Il nuovo farmaco che fa regredire il tumore al seno

Scoperta una nuova cura per il tumore al seno grazie a un nuovo medicinale, utilizzato in combinazione con la terapia ormonale

tumore al seno

Il nuovo farmaco che fa regredire il tumore al seno

Una nuova scoperta in campo medico nella cura al tumore al seno. Si tratta di un nuovo medicinale che, somministrato in combinazione con la terapia ormonale, permette a un terzo delle pazienti di riscontrare una regressione del tumore. Il farmaco è stato registrato anche in Italia.

UN TRATTAMENTO BEN TOLLERATO – Sabino De Placido, direttore della Struttura Complessa di Oncologia Medica all’Azienda Ospedaliera Universitaria Federico II di Napoli, ha spiegato gli effetti del farmaco sulle pazienti affette da tumore al seno: «L’associazione ha mostrato un miglioramento significativo della sopravvivenza libera da progressione rispetto alla sola terapia ormonale, con una qualità di vita in termini di tossicità sovrapponibile tra i due schemi di trattamento. Questo si traduce nella possibilità di trattare in maniera efficace le pazienti con un trattamento orale e ben tollerato, posticipando l’approccio chemioterapico a quando il tumore progredirà ulteriormente». Aggiungendo: «Il fatto poi che gli effetti collaterali di questa terapia siano ben sopportati fa sì che questa opzione possa essere particolarmente valida per le pazienti che potrebbero non tollerare trattamenti tossici, quali la chemioterapia, le pazienti anziane o con altre patologie associate».

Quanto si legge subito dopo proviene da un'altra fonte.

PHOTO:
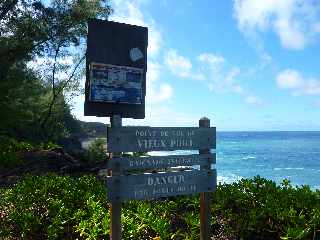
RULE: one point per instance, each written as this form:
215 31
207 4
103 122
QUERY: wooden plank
155 185
156 162
144 139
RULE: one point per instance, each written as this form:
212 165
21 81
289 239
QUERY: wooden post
204 196
115 208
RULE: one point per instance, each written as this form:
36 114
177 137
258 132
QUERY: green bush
97 150
54 207
10 150
259 209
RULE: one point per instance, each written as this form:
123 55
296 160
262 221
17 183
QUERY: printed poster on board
115 84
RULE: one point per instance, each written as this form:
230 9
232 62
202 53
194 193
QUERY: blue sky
245 64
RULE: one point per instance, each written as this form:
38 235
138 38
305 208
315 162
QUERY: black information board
116 65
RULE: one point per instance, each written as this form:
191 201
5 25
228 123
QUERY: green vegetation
97 150
56 207
42 52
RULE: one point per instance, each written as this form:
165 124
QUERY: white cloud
215 62
212 70
293 80
294 21
254 100
130 13
177 64
317 103
164 116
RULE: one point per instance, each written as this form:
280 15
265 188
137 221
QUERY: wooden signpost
116 65
165 180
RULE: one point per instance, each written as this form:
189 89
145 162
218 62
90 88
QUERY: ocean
273 155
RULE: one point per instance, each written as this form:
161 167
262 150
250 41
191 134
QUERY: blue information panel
115 84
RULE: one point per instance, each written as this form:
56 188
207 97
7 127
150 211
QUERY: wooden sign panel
155 185
144 139
156 162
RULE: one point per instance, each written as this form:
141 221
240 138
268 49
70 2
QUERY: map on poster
115 84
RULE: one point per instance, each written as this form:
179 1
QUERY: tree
42 49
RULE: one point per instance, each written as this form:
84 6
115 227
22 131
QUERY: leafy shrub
10 149
54 207
97 150
259 209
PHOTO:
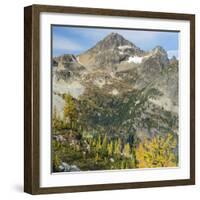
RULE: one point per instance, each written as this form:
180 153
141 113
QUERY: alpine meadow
114 99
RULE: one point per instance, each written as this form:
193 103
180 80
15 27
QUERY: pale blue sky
74 40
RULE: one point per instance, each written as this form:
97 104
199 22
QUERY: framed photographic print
109 99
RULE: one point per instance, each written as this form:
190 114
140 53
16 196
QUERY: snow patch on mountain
125 47
74 88
135 59
114 92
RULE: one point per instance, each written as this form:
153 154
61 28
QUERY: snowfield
135 59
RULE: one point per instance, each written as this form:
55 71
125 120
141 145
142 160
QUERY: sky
75 40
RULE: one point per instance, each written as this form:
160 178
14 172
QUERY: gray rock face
110 51
66 66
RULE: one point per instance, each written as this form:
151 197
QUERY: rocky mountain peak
159 50
113 41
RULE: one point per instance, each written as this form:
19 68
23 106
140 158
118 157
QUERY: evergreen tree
70 111
157 152
110 148
127 150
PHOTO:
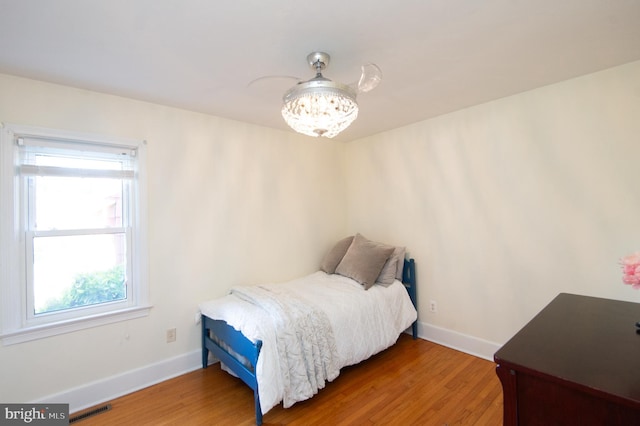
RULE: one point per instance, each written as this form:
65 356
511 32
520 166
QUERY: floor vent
90 413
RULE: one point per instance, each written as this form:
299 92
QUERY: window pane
76 271
78 203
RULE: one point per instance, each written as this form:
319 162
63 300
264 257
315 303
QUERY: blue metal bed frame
217 336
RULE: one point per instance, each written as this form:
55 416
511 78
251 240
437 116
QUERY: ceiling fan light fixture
320 107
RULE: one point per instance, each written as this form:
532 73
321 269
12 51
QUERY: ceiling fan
322 107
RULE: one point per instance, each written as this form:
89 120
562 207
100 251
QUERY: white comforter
363 322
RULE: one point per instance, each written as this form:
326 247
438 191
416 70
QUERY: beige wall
506 204
229 203
503 205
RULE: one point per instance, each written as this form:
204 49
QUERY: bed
286 340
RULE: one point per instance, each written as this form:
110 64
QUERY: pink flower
631 270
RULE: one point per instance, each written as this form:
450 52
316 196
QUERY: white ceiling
436 56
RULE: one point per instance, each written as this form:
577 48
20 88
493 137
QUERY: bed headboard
409 281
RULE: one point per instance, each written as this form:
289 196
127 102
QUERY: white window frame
18 324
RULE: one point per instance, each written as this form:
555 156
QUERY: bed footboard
232 348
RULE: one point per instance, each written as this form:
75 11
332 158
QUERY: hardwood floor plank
415 382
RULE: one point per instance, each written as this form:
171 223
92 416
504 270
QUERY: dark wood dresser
576 363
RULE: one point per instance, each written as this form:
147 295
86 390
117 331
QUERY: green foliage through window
90 289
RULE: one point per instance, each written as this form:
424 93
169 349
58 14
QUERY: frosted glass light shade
320 107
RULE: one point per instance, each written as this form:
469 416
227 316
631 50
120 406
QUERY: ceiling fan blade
369 79
275 79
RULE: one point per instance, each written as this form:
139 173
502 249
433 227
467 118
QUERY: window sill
54 329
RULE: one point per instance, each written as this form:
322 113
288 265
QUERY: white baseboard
101 391
458 341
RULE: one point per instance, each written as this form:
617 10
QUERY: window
72 232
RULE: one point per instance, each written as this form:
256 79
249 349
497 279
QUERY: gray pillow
364 260
390 269
335 255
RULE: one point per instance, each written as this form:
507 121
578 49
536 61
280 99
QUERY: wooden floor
415 382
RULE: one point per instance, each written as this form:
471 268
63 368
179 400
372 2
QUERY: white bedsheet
364 322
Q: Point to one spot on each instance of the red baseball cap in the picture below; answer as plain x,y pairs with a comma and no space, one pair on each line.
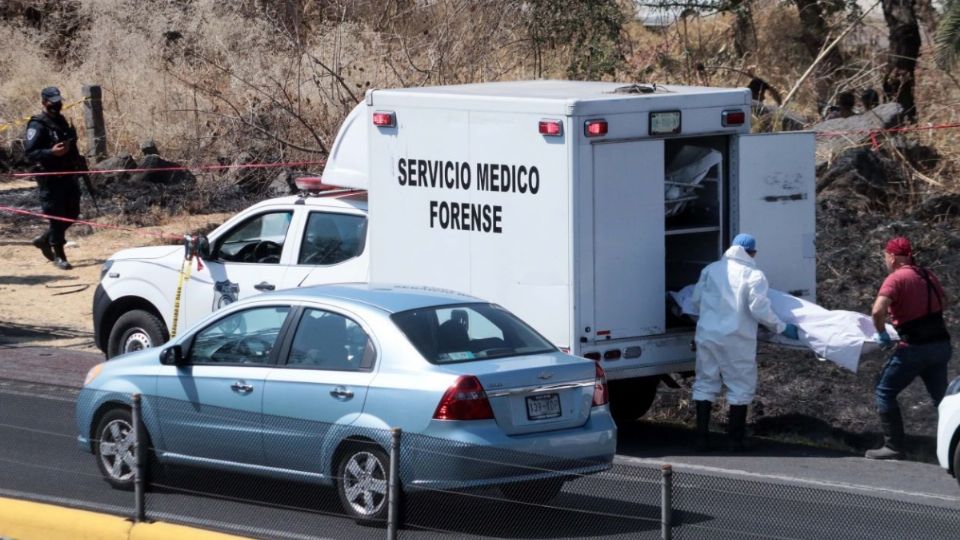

EFFETTI COLLATERALI, NO PROBLEM – Il farmaco, a bersaglio molecolare everolimus, va a bloccare la proteina mTor rallentando lo sviluppo del tumore al seno e diminuendo la sua resistenza alla terapia ormonale. A confermare l’importanza della scoperta nell’ambito delle cure al tumore al seno è Paolo Pronzato, direttore dell’Oncologia Medica A al San Martino – Istituto Nazionale per la Ricerca sul Cancro di Genova, che afferma: «Si è potuto constatare che si mantiene una migliore qualità della vita per un periodo più lungo con l’associazione del nuovo farmaco. Le tossicità di everolimus sono specifiche e gli oncologi le conoscono già per l’impiego consolidato in altre neoplasie come il carcinoma renale e i tumori neuro-endocrini. Per cui la consolidata capacità di gestione ottimale degli effetti collaterali permette di sfruttare appieno le potenzialità della nuova cura».